We have significantly accelerated this descriptor calculation such that it can operate on massive `ConformerLibraries`. This has also been made availble to parallelize for further acceleration. An example of an ASO calculation run through the command line is shown below

## Hardware Specification for Rerun

Desktop workstation with 2x (AMD EPYC 7702 64-Core) with total of 128 physical and 256 logical cores, 1024 GB DDR4 with Ubuntu 22.04 LTS operating system.

In [1]:
import molli as ml
import numpy as np
import h5py
import timeit
import molli_xt
from scipy.spatial.distance import cdist


# function definitions for benchmarking comparison
def aso_naive(ens: ml.ConformerEnsemble, grid: np.ndarray):
    from math import dist

    aso = np.zeros(grid.shape[0])
    for i, gp in enumerate(grid):
        N = 0
        for conformer in ens:
            if any(
                dist(conformer.coords[j], gp) <= a.vdw_radius
                for j, a in enumerate(ens.atoms)
            ):
                N += 1

        aso[i] = N / ens.n_conformers

    return aso


def aso_numpy(ens: ml.ConformerEnsemble, grid: np.ndarray):
    aso_full = np.empty((ens.n_conformers, grid.shape[0]))

    # Iterate over conformers in the ensemble
    # Complexity (O(n_confs * n_gpts))
    for i, c in enumerate(ens):
        # Iterate over atoms
        for j, a in enumerate(c.atoms):
            where = np.sum((grid - c.coords[j]) ** 2, axis=-1) <= a.vdw_radius**2
            aso_full[i, where] = 1

    return np.average(
        aso_full,
        axis=0,
    )


def aso_scipy_cdist(ens: ml.ConformerEnsemble, grid: np.ndarray):
    aso_full = np.empty((ens.n_conformers, grid.shape[0]))

    # Iterate over conformers in the ensemble
    # Complexity (O(n_confs * n_gpts))
    vdwr = np.array([a.vdw_radius for a in ens.atoms])
    for i, c in enumerate(ens):
        alldist = cdist(grid, c.coords, "euclidean")
        where = np.any(alldist >= vdwr[np.newaxis, :], axis=-1)
        aso_full[i, where] = 1

    return np.average(
        aso_full,
        axis=0,
    )


def aso_molli_cdist(ens: ml.ConformerEnsemble, grid: np.ndarray):
    alldist = molli_xt.cdist32f_eu2(ens._coords, grid)
    vdwr2s = np.array([a.vdw_radius for a in ens.atoms]) ** 2
    diff = alldist <= vdwr2s[:, None]
    np.average(np.any(diff, axis=1), axis=0)

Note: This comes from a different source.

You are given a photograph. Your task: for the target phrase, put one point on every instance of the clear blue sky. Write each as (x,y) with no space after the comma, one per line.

def aso_molli_kdtree_cdist(ens: ml.ConformerEnsemble, grid: np.ndarray):
    pruned = ml.descriptor.prune(grid, ens, max_dist=1.8)
    aso = np.zeros(grid.shape[0])
    aso[pruned] = aso_molli_cdist(ens, grid[pruned])
    return aso

In [4]:
if __name__ == "__main__":
    ens = ml.ConformerEnsemble.load_mol2("65_vi.mol2")
    print(f"{ens}, {ens.n_atoms=}")

    calculators = (
        aso_naive,
        aso_numpy,
        aso_scipy_cdist,
        aso_molli_cdist,
        aso_molli_kdtree_cdist,
    )

    grids = {}
    for gn in ("grid15", "grid10", "grid07"):
        with h5py.File(f"bpa_aligned_{gn}.hdf5", "r") as f:
            grids[gn] = np.asarray(f["grid"])

    for gn, grid in grids.items():
        for calc in calculators:
            if calc is aso_naive:
                times = timeit.Timer(
                    """calc(ens, grid)""",
                    globals=globals(),
                ).repeat(1, 1)
            else:
                times = timeit.Timer(
                    """calc(ens, grid)""",
                    globals=globals(),
                ).repeat(5, 3)

            print(f"{gn}: {calc.__name__:<30}: {min(times):0.6f}")


ConformerEnsemble(name='65_vi', formula='C44 H37 O6 P1', n_conformers=215), ens.n_atoms=88
grid15: aso_naive                     : 202.560668
grid15: aso_numpy                     : 5.981086
grid15: aso_scipy_cdist               : 0.770540
grid15: aso_molli_cdist               : 0.688863
grid15: aso_molli_kdtree_cdist        : 0.163643
grid10: aso_naive                     : 656.652245
grid10: aso_numpy                     : 18.337421
grid10: aso_scipy_cdist               : 2.529017
grid10: aso_molli_cdist               : 2.139469
grid10: aso_molli_kdtree_cdist        : 0.516551
grid07: aso_naive                     : 1908.888225
grid07: aso_numpy                     : 50.978774
grid07: aso_scipy_cdist               : 7.755869
grid07: aso_molli_cdist               : 5.844610
grid07: aso_molli_kdtree_cdist        : 1.472854